Winning (or losing) the genetic lottery
Although Wendy Burden begins her darkly funny memoir, Dead End Gene Pool, by recounting the lives of her ancestors on her father’s side (she’s the great-times-four-granddaughter of Cornelius Vanderbilt), the book’s dedication makes it clear where the heart of her story really lies: “For my mother, goddamn it.”
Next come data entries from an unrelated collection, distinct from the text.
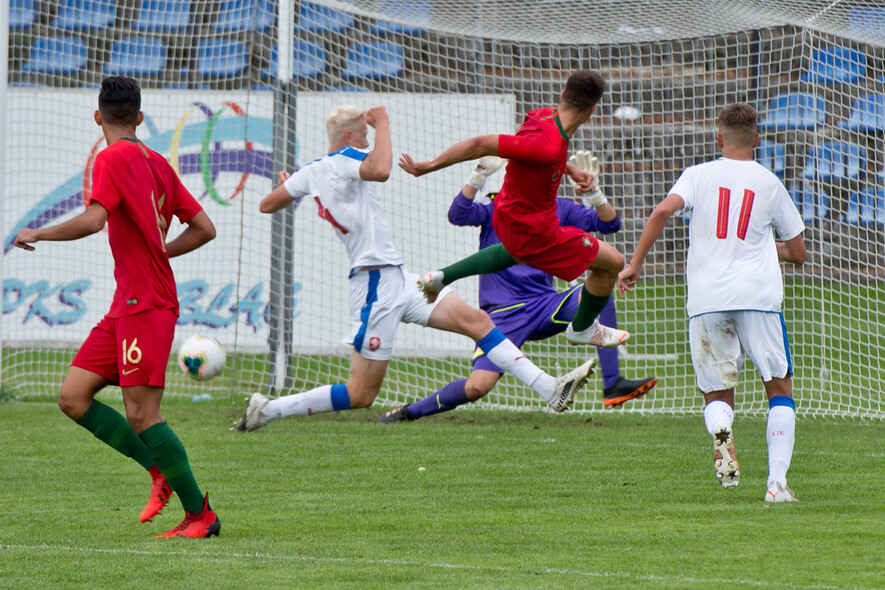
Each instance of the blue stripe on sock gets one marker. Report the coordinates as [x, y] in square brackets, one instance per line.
[782, 400]
[371, 297]
[787, 346]
[340, 398]
[491, 340]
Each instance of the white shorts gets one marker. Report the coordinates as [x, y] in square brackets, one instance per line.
[720, 341]
[379, 301]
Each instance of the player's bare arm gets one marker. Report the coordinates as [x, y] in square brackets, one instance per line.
[793, 250]
[279, 198]
[655, 225]
[378, 164]
[92, 220]
[199, 231]
[469, 149]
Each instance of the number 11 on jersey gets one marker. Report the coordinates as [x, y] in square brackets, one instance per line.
[743, 219]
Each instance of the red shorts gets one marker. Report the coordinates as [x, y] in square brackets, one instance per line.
[564, 251]
[130, 350]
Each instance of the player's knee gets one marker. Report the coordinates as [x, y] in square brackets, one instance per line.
[480, 320]
[362, 397]
[475, 390]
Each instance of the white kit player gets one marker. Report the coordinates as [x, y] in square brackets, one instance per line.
[735, 288]
[382, 292]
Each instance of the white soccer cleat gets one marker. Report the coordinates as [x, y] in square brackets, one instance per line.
[251, 420]
[431, 284]
[597, 335]
[727, 471]
[569, 384]
[778, 493]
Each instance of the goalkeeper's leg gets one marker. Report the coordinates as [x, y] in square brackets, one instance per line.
[453, 315]
[454, 394]
[487, 261]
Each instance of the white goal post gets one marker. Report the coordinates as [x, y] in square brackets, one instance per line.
[229, 109]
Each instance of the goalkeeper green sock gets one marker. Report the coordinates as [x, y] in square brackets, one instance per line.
[110, 427]
[486, 261]
[588, 309]
[171, 458]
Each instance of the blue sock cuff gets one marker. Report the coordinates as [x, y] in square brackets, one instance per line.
[491, 340]
[782, 400]
[340, 399]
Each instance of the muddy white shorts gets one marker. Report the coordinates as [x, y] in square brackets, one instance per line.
[720, 341]
[379, 300]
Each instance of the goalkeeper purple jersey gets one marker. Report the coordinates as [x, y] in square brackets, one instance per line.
[522, 282]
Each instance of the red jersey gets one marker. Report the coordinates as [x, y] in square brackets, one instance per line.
[141, 193]
[538, 154]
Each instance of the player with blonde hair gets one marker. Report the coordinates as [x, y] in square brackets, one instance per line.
[735, 288]
[382, 292]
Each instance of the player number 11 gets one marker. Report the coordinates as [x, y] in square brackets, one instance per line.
[743, 219]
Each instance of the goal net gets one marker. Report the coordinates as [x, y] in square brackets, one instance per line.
[229, 107]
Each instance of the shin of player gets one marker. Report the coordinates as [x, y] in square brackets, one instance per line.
[525, 216]
[137, 193]
[735, 288]
[382, 293]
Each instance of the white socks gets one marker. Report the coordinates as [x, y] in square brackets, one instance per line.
[717, 412]
[780, 435]
[509, 358]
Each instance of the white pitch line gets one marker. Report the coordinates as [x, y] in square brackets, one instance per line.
[419, 564]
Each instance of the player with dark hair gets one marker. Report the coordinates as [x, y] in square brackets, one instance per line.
[525, 214]
[137, 193]
[382, 293]
[522, 301]
[735, 288]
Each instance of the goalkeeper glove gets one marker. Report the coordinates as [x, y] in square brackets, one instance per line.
[589, 163]
[485, 167]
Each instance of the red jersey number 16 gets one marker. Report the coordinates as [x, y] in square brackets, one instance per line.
[722, 215]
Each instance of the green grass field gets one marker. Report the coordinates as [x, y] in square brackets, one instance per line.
[506, 500]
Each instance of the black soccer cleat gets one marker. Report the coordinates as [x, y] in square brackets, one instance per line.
[400, 414]
[627, 389]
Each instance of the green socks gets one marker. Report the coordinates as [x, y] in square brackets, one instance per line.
[110, 427]
[487, 261]
[588, 309]
[171, 458]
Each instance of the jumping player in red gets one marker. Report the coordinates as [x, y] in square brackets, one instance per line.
[136, 192]
[525, 215]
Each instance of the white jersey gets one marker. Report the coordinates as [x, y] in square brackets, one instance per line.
[350, 204]
[732, 258]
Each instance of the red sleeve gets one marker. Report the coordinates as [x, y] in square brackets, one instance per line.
[186, 206]
[528, 147]
[104, 189]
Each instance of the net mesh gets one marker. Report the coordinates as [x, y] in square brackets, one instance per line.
[446, 70]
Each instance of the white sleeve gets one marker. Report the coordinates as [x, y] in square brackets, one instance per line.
[785, 218]
[684, 187]
[298, 185]
[349, 162]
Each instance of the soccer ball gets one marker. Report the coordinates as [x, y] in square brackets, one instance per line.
[201, 357]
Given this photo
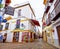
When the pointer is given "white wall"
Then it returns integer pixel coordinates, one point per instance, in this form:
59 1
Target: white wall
25 11
9 37
55 35
12 26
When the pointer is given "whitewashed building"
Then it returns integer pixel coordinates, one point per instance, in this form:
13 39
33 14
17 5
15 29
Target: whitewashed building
21 26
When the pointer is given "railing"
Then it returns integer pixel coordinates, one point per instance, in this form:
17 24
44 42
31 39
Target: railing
56 9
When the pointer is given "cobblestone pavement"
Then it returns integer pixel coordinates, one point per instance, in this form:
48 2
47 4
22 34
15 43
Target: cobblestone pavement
34 45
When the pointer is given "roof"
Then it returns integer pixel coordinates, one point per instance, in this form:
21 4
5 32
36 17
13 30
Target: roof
35 22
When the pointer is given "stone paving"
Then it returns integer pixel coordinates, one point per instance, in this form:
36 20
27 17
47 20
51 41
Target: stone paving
34 45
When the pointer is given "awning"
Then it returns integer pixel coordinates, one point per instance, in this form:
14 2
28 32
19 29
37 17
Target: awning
35 22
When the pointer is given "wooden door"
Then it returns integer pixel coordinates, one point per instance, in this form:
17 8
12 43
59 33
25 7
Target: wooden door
16 37
58 32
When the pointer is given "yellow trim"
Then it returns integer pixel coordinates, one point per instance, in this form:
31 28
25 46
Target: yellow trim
8 18
2 30
18 30
21 20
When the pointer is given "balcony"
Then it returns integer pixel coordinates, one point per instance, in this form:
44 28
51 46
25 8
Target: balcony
51 1
56 11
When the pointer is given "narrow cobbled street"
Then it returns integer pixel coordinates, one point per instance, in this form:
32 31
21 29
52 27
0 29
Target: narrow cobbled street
38 44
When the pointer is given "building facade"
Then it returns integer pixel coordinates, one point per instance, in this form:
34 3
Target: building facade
20 27
51 22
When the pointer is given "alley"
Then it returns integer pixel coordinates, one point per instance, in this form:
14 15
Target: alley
38 44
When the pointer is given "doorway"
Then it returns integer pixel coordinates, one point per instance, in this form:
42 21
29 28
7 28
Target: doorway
16 37
58 32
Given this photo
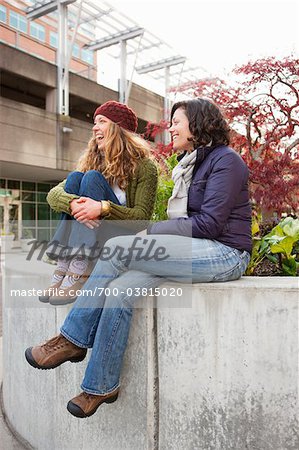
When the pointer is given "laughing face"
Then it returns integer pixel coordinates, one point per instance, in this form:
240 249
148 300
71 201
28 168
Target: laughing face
180 132
101 129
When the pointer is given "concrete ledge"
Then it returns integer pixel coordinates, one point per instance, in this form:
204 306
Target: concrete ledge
216 370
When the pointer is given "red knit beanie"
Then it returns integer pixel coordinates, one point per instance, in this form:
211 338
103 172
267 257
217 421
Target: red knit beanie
118 113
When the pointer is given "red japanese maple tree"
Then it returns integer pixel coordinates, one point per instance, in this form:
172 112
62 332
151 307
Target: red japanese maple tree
261 104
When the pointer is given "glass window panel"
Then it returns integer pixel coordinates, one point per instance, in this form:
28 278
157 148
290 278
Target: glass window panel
37 31
13 19
17 21
53 39
76 51
43 212
2 13
28 233
28 196
28 186
87 55
28 211
13 184
43 187
22 24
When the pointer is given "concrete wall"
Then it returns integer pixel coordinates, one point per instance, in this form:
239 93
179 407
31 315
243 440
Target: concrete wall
217 369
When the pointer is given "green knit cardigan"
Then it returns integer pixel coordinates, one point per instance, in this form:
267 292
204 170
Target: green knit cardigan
140 195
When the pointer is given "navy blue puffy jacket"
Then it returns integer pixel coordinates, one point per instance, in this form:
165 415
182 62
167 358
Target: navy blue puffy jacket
218 201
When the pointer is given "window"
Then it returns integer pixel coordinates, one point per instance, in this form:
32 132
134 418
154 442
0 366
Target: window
37 31
87 55
53 39
76 51
2 14
17 21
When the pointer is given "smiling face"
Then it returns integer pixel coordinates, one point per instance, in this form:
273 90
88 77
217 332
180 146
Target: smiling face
180 132
101 129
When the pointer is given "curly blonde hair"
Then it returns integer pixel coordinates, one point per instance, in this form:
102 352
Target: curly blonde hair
119 160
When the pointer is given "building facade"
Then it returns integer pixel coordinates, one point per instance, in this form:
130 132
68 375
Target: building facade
38 146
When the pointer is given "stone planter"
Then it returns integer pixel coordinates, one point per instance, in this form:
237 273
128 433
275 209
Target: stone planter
26 244
216 370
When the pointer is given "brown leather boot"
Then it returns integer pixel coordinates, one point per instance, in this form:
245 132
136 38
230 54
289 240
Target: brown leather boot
54 352
69 295
85 405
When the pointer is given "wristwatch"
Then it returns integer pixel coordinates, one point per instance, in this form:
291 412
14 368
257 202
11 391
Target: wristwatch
105 211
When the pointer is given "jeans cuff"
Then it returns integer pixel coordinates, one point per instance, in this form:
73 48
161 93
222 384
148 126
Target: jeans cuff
72 340
96 392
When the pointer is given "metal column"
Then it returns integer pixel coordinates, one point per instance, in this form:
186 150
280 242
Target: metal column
123 71
62 62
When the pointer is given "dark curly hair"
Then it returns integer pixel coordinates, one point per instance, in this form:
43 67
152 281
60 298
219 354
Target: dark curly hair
206 121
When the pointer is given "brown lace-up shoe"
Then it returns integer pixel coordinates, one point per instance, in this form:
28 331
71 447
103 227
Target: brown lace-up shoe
85 405
54 352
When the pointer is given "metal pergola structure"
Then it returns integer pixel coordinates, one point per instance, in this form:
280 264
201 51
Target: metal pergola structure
119 35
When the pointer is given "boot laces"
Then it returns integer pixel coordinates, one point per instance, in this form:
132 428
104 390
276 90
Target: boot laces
53 343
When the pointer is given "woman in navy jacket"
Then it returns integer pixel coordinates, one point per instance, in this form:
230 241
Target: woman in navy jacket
206 239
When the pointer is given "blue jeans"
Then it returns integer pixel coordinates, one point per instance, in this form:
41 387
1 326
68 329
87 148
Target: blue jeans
102 322
70 233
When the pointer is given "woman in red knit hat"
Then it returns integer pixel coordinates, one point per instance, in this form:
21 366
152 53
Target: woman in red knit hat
115 179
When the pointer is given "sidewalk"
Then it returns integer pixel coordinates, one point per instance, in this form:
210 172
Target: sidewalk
8 440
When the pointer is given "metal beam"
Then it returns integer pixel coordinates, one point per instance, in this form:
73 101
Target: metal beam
115 39
160 64
42 8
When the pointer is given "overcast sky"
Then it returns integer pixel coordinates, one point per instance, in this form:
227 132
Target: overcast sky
220 34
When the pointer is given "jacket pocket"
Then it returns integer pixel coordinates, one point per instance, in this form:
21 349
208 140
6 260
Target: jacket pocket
199 185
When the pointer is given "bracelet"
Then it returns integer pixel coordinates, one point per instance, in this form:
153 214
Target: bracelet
105 211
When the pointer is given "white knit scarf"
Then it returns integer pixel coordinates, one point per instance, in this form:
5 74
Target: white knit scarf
181 175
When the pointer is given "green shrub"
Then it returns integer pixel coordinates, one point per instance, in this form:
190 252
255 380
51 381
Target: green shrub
278 250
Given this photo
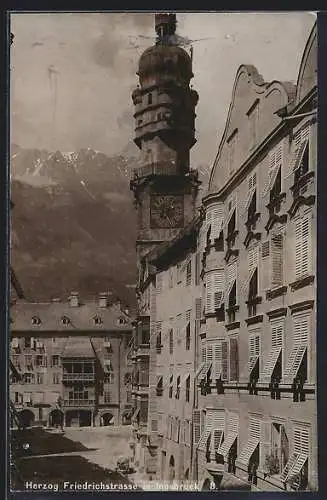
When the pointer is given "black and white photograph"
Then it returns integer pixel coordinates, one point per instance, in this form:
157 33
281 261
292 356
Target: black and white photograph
163 213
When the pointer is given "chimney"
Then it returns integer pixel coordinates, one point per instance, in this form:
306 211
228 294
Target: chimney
103 299
73 299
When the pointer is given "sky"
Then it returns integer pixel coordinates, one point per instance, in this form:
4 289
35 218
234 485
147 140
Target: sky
72 74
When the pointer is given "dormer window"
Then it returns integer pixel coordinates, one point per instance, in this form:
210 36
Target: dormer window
36 320
65 320
97 320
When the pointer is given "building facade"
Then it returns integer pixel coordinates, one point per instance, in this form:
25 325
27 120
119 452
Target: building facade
72 361
251 308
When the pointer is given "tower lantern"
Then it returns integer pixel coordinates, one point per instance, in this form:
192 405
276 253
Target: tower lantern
165 188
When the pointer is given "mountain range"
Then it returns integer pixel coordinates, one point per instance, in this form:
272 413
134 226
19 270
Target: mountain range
73 225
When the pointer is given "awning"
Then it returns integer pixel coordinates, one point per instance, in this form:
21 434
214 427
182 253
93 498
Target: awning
227 444
293 466
270 364
248 451
294 362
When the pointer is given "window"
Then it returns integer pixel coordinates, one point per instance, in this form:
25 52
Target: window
251 200
158 337
97 320
188 336
273 365
231 154
303 247
253 116
187 389
296 469
36 320
278 458
28 342
300 158
178 387
171 341
214 290
233 360
253 260
275 163
159 389
189 273
171 381
55 360
28 378
272 253
254 356
65 320
297 360
41 360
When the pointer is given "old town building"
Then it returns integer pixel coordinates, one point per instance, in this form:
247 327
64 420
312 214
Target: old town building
229 301
72 361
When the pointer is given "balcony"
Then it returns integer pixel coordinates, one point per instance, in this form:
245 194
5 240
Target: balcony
78 377
79 402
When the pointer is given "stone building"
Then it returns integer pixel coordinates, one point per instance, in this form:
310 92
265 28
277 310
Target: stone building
72 358
165 191
251 308
257 405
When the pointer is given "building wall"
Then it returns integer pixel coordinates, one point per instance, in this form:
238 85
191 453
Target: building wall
280 302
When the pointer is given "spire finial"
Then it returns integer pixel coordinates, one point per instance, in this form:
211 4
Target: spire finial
165 26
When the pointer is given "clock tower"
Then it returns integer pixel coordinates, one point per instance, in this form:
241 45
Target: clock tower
165 188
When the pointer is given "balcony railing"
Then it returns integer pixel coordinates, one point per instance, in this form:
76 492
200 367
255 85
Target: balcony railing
79 402
83 377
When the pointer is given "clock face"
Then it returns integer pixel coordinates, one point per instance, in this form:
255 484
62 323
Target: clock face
167 211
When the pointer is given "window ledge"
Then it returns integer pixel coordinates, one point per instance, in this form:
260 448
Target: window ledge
302 282
232 326
276 292
301 306
277 313
254 319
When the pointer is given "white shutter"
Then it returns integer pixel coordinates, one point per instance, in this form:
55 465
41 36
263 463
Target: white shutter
275 162
301 325
266 267
197 416
301 440
217 221
232 422
254 428
277 260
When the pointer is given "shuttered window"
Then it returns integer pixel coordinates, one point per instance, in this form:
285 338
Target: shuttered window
233 360
275 163
277 338
215 218
303 247
214 290
254 352
301 331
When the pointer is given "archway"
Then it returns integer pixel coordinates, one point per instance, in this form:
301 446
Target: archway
171 468
26 418
56 418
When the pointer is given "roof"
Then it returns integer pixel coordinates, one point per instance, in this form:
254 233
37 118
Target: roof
81 317
78 347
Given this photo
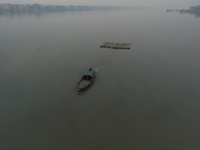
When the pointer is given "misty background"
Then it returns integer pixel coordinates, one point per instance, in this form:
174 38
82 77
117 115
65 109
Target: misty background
178 4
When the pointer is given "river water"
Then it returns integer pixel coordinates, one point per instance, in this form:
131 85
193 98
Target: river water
143 98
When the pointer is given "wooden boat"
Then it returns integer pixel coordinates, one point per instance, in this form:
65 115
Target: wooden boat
86 80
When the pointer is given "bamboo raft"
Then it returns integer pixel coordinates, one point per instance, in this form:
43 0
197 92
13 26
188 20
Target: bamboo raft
116 45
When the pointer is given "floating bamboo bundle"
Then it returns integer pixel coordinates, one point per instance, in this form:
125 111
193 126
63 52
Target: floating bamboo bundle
116 45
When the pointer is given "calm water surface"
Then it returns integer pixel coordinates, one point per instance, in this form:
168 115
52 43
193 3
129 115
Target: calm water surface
143 98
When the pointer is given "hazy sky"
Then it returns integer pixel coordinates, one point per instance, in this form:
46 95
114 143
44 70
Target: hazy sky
157 3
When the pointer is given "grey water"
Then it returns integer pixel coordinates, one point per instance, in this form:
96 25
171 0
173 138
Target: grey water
143 98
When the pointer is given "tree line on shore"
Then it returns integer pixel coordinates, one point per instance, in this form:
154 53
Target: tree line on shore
195 10
37 8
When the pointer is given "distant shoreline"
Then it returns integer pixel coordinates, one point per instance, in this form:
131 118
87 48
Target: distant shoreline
195 10
37 8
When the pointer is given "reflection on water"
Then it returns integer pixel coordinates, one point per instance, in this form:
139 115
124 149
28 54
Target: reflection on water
144 98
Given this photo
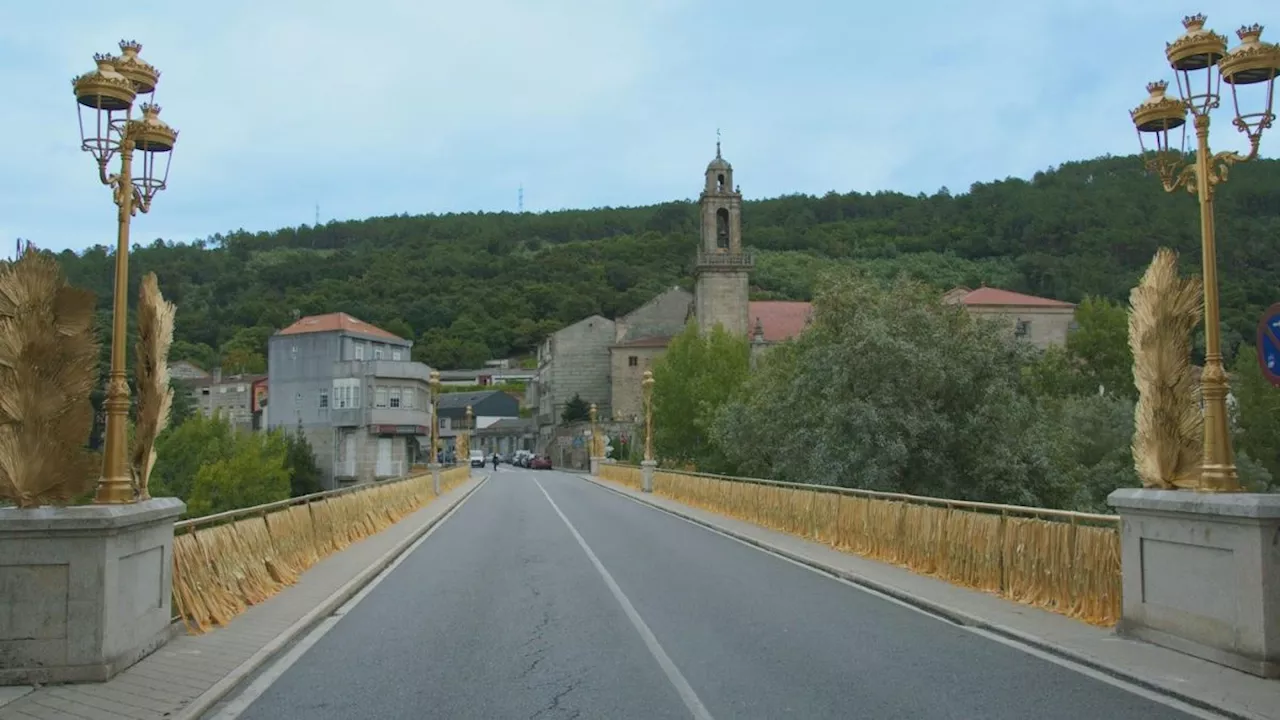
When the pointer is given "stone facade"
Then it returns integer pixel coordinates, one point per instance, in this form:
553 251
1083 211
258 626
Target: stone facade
722 268
575 360
1038 320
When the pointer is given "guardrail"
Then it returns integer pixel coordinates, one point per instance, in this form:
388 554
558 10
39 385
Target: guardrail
227 561
1059 560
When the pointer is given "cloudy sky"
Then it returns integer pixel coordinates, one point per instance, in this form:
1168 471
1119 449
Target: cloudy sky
388 106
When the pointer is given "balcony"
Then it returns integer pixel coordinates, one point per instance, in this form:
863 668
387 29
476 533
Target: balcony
361 417
725 260
393 369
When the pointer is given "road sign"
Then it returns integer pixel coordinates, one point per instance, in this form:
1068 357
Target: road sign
1269 345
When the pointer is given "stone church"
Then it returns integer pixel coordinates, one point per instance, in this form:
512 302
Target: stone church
604 360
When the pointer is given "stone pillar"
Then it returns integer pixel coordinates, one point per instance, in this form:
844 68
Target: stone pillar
1202 574
87 589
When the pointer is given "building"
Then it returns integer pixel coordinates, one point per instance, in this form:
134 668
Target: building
1038 320
574 361
604 361
353 392
229 396
186 370
488 408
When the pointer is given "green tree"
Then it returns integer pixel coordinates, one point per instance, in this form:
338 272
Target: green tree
301 463
891 390
694 378
1100 347
576 410
1256 420
254 473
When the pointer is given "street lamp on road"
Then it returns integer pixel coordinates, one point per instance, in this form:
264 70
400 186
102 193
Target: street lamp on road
106 96
1201 62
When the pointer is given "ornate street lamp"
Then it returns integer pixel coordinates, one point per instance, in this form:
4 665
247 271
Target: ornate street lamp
1201 62
106 96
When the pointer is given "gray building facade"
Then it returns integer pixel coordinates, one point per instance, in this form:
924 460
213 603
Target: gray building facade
353 392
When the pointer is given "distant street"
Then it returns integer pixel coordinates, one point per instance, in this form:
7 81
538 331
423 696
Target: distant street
503 613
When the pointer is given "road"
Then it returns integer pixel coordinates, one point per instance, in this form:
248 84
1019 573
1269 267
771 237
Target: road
548 597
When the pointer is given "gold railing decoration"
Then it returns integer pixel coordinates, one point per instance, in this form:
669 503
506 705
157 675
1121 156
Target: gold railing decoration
1057 560
224 563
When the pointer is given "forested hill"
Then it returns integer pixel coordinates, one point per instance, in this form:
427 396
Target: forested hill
475 286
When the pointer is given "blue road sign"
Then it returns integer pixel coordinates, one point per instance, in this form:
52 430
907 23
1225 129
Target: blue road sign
1269 345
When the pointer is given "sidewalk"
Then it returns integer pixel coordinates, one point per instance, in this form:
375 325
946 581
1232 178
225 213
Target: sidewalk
1173 674
191 673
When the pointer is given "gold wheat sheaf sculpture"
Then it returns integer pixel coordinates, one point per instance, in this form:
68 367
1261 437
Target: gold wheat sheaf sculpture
48 369
1168 422
151 373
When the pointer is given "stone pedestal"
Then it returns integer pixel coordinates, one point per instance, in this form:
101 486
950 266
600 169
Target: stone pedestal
86 591
1202 574
435 477
647 475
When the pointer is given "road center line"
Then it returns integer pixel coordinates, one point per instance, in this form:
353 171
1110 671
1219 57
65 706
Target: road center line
650 641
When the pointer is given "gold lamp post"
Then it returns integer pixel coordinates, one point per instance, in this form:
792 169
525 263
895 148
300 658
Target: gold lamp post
1201 62
106 95
647 384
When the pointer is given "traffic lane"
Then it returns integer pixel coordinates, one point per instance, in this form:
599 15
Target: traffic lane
760 637
498 614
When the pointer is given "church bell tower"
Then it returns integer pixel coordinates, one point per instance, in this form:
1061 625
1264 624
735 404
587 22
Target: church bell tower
722 268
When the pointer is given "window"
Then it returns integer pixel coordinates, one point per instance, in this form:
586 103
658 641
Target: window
346 393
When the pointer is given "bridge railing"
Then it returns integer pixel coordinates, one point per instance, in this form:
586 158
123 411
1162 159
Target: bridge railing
1059 560
224 563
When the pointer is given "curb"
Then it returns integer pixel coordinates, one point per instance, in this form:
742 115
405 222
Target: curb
201 703
938 610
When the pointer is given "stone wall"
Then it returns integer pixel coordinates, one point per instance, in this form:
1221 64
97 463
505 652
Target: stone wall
722 297
627 391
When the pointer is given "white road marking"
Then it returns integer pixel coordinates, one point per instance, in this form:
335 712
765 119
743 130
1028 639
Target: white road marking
650 641
260 684
1055 659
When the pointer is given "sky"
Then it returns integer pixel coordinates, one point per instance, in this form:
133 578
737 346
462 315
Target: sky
414 106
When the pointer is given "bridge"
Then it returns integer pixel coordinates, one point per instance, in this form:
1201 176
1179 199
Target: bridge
520 593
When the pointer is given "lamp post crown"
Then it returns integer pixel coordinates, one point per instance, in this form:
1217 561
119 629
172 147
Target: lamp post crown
104 87
142 74
1197 48
1252 60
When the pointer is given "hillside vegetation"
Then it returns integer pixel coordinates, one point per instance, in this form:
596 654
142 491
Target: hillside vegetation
467 287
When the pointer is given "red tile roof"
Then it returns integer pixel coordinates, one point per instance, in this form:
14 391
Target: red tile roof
332 322
996 296
782 319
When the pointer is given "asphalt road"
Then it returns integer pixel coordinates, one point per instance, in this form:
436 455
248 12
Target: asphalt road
503 613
After Burden’s father killed himself when she was six years old, her mother, Leslie, routinely packed her children off to stay with their grandparents for weekends, summers and whenever she wanted them gone. “Burdenland,” as Leslie contemptuously called it, was as outlandish (and alcohol-soaked) as one expects from the extremely rich, and Burden is especially adept at describing its various settings, from the Fifth Avenue apartment with 14 bathrooms to the private island in Florida. But when Leslie remarried, she began to take a more active role in her children’s upbringing. First in a split-level in Virginia, then in a series of cramped houses in suburban London, they endured not just her terrible cooking and lack of any real maternal compassion, but also her disappointment in them. Burden got the worst of it, constantly fending off remarks about her weight and appearance.Her mother looms large in these pages, most often dressed in skintight microskirts or see-through crochet dresses, setting a standard that her daughter could never reach (and deeply resented). Other family members and housekeeping staff—the retired-Nazi chauffeur, the flatulent, absent-minded grandmother—also play memorable parts, and Burden herself is a delightfully strange character, especially as a child, when her fascination with all things morbid was at its peak. (In one episode, she attempts to drive off one of her mother’s suitors by dressing up like Wednesday Addams and trying to cook her pet hamster in a frying pan.)
The narrative loses a bit of steam toward the end, when it seems the best stories have already been told. But the last chapter contains enough revelations and scandal to carry the reader through, and the epilogue supplies Burden with, if not closure, at least some measure of reconciliation—not just with her mother, but with all the ghosts of her history.